Williamsburg, the Authenticity Capital of the World

Richard Sennett's excellent The Fall of Public Man depicts the increasing isolation people experience as public life becomes more and more ruled by questions of authenticity -- contemporary society doesn't permit a person to stand independant of his public roles, and no distinctions are recognized between public and private behavior. The truth of one's inner self is held to be accessible through all instances of behavior equally, and thus we are required to monitor it constantly, as though we are always being scrutinized, as if our entire self-concept is at stake everytime we step outside. The paradox is that you end up having to make a big show of believing your own bullshit to demonstrate just how authentic you are in being yoursel, to prove you are not being a phony, even as you calculate how best to show you are organically what you are.

I always marvel at friends of mine who live in the post-collegiate crypto-artist ghetto, Williamsburg, Brooklyn, where everyone seems to be posturing at all times, and every walk down the street becomes a confrontation between those who are "real" Williamsburgers and those who are nouveau hipster arrivistes. One's made conscious of this displaying-authenticity problem during even the most innocuous trip to the bodega. It seems like everyone is trying to demonstrate some leading-edge trend in hip to thereby prove they would have had the same leading edge before, and moved to the neighborhood before everyone else, and therefore belong more than you do, so get the hell off their street! (These same people often make a show of tryng to elude capitalist consumerism, only to fall prey to its most insidious psychological weapon, status-positioning anxiety, and its most nefarious currency, cultural capital.) These hipster turf wars epitomize the "tyranny of intimacy," the way status-consciousness infiltrates the most inocuous of quotidian tasks. Suddenly the trip to the laundromat is fraught with anxiety. Does my laundry look cool enough?
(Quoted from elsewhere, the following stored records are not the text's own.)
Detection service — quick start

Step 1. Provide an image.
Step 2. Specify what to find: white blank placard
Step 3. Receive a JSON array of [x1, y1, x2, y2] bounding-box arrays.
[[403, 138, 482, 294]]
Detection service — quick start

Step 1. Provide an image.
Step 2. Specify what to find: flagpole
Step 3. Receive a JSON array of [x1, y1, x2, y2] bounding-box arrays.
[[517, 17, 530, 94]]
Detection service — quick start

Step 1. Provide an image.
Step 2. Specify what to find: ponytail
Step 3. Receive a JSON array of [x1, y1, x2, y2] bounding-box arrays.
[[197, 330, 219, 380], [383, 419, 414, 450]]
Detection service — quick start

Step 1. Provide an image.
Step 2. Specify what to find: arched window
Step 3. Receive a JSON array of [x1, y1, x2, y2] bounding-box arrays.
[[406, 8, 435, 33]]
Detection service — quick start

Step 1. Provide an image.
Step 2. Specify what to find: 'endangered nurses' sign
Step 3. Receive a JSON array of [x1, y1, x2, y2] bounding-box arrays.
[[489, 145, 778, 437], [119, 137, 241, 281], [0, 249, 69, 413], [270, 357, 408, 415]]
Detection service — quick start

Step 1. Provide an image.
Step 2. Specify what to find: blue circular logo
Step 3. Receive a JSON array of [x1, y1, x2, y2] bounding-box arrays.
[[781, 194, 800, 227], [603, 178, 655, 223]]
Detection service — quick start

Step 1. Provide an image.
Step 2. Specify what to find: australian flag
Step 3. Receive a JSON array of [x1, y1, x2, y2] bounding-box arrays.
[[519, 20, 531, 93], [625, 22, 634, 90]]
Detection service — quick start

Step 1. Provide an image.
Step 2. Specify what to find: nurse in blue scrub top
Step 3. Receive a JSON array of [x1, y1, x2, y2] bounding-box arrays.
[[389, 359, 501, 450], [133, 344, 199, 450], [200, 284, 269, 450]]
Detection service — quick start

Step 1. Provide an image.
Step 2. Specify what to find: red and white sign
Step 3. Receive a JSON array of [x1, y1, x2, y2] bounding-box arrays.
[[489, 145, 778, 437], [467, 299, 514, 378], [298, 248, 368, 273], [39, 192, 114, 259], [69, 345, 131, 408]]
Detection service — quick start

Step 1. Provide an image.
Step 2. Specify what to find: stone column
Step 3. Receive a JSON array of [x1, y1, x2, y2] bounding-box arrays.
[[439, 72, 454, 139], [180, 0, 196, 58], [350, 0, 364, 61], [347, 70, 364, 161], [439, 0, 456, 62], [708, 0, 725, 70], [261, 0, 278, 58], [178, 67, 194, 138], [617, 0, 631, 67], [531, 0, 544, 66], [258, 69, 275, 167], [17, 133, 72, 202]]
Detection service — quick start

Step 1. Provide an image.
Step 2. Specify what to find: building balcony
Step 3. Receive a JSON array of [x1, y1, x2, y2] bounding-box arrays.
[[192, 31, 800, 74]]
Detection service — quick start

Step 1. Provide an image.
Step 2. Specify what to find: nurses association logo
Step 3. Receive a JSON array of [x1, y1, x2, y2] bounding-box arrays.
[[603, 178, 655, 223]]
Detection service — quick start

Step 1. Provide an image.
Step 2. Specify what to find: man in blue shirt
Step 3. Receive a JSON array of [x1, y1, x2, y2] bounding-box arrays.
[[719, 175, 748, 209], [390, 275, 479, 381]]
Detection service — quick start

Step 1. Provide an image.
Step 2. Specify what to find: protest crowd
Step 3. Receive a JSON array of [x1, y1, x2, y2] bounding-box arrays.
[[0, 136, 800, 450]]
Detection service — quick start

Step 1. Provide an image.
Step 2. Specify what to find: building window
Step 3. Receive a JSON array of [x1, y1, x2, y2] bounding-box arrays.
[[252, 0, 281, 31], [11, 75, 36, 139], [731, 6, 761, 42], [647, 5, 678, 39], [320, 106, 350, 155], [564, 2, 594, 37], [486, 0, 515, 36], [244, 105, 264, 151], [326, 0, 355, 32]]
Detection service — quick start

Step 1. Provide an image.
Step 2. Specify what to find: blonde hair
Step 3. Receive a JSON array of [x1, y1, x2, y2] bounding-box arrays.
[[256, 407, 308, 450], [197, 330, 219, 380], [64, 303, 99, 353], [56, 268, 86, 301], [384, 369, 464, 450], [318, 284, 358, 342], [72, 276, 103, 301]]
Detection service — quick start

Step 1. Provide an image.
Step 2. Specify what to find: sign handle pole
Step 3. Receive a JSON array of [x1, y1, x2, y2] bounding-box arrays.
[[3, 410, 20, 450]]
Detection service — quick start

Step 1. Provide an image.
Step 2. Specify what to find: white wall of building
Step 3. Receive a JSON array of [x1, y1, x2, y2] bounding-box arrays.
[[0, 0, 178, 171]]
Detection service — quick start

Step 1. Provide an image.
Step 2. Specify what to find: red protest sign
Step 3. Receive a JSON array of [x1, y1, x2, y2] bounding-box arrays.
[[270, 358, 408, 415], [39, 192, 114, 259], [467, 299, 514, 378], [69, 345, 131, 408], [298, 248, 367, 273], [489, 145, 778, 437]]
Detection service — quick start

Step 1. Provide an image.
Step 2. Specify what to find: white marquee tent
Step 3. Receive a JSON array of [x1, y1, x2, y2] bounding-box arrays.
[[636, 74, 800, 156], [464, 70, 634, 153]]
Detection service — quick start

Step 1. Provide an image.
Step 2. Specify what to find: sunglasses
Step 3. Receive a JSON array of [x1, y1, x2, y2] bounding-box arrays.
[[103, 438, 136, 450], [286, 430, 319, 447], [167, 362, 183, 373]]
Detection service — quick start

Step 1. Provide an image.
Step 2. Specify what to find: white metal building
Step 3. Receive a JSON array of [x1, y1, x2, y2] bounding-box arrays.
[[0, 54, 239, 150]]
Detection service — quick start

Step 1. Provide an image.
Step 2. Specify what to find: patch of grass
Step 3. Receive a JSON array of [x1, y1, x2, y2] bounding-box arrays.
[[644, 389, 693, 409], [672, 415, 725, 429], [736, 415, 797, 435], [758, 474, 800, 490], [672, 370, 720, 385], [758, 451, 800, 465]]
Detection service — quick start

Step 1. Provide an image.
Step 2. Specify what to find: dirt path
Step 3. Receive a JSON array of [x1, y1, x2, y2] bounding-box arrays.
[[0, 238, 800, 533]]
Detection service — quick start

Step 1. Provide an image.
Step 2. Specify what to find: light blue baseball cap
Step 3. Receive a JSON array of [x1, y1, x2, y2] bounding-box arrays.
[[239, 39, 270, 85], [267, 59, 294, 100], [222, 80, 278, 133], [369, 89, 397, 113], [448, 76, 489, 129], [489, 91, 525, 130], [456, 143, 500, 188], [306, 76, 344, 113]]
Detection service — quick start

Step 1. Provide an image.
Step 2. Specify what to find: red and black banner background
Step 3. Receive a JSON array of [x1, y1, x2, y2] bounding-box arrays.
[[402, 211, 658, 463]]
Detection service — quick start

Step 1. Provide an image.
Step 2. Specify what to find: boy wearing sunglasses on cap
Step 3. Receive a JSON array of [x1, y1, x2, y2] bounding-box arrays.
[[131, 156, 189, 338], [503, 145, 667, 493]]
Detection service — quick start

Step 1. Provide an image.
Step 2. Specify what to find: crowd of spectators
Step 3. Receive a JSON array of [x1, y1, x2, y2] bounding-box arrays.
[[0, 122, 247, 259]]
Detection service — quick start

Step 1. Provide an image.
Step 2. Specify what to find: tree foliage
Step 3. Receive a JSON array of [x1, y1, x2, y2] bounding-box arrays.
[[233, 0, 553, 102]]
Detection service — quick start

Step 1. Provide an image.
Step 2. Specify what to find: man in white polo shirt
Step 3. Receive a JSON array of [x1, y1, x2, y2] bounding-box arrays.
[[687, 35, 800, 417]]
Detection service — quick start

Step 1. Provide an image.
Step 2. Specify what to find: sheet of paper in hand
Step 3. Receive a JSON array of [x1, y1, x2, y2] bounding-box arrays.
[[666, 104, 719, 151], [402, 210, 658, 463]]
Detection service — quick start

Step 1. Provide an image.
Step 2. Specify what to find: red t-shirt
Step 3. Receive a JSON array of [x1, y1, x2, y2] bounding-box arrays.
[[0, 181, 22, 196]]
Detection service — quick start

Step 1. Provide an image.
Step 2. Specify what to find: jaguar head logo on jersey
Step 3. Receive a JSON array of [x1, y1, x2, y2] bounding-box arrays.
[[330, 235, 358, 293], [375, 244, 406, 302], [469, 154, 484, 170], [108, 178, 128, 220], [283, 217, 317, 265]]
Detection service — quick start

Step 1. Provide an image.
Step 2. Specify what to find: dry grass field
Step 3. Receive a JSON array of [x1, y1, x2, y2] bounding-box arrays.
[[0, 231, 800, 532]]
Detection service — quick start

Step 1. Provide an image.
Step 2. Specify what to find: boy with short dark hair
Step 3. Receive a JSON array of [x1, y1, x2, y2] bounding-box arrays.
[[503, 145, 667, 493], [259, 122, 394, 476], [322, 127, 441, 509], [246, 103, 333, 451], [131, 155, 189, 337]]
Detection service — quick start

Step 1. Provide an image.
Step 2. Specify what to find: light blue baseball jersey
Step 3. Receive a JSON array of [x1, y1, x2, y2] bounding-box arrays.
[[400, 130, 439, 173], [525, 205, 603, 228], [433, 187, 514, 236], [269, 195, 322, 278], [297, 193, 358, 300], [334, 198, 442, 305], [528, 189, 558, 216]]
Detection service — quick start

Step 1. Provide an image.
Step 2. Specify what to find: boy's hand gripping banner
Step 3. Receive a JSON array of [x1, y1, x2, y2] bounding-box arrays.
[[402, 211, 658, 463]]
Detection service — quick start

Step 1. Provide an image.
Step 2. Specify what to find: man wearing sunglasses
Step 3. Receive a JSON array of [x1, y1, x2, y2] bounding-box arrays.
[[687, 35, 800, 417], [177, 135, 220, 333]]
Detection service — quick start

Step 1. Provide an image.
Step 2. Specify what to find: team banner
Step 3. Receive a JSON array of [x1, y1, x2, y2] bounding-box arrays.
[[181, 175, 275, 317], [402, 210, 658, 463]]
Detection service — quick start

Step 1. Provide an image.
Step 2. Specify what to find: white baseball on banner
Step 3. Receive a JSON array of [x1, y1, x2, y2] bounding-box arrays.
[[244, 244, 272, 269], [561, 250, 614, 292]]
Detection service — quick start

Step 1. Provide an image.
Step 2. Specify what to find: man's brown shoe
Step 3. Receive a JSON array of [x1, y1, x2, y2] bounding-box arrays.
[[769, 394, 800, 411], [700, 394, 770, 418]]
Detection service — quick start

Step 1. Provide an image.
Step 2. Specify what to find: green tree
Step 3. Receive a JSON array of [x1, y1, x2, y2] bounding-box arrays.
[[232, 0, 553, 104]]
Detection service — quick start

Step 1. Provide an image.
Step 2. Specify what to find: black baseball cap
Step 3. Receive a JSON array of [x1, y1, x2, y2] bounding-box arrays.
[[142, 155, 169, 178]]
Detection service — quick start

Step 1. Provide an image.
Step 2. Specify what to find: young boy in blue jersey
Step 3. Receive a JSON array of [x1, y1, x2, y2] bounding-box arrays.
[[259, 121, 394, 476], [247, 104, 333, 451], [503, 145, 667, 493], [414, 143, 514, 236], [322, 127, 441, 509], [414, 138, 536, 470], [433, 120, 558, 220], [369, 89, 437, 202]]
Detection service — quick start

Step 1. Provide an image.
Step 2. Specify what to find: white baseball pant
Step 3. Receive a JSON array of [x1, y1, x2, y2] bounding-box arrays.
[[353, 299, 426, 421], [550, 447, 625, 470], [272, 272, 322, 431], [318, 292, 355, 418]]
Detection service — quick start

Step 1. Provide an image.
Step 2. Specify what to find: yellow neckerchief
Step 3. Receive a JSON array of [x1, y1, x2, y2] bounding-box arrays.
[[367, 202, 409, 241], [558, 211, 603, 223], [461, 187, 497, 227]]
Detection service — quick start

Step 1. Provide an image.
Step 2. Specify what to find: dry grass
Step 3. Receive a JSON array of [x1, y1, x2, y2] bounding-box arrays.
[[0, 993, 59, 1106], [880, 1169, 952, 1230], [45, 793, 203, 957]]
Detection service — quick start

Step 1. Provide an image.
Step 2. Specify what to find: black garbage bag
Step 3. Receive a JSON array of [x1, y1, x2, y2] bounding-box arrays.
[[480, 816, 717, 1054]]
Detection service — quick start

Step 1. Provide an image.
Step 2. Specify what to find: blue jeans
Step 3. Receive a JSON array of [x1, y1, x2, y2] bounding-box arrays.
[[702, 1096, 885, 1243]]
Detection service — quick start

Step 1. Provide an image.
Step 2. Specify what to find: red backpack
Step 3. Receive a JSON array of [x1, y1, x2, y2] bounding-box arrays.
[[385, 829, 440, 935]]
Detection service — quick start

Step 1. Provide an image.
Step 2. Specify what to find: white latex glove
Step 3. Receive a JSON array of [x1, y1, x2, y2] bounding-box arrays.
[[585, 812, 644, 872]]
How casual should I be in my laudromat wear? Will it be cool to wear my house slippers? Does my bed head look like real bed-head, or does it look like I moussed it? While I'm waiting for the spin cycle to finish, should I read magazines or would it be better to read Kierkegaard, or maybe a book of John Ashbery poems, he's pretty cool, or maybe something more obscure, maybe something in a foreign language.

The more we try to prove and promote our sincerity, the more insincere our interior monologue becomes, the more our lives are in cosmic bad faith with ourselves. (Fiction, by the way, may have first taught us how to read people this way, judge their sincerity and whether they are being "true to themselves" -- another way the fictional imagination may be harming us.) Soon the questions haunt us even when we don't go out on the street; we live every minute with the sense of our phoniness, and wonder if the people who pretend to love us can see right through us and our posturing. There ends up being no haven, no place where the guard can be let down, where one can stop performing the role of "one's true self." This is one of De Zengotita's main points in Mediated -- culture has made all of us "Method actors."

One of the many ironies about this is that we have become less tolerant of "inauthenticity" in other individuals, but we are more and more indulgent of coroporate interests when the dupe us with silly ads or bad product. We love to suspend disbelief for ads, but we give no quarter to our friends.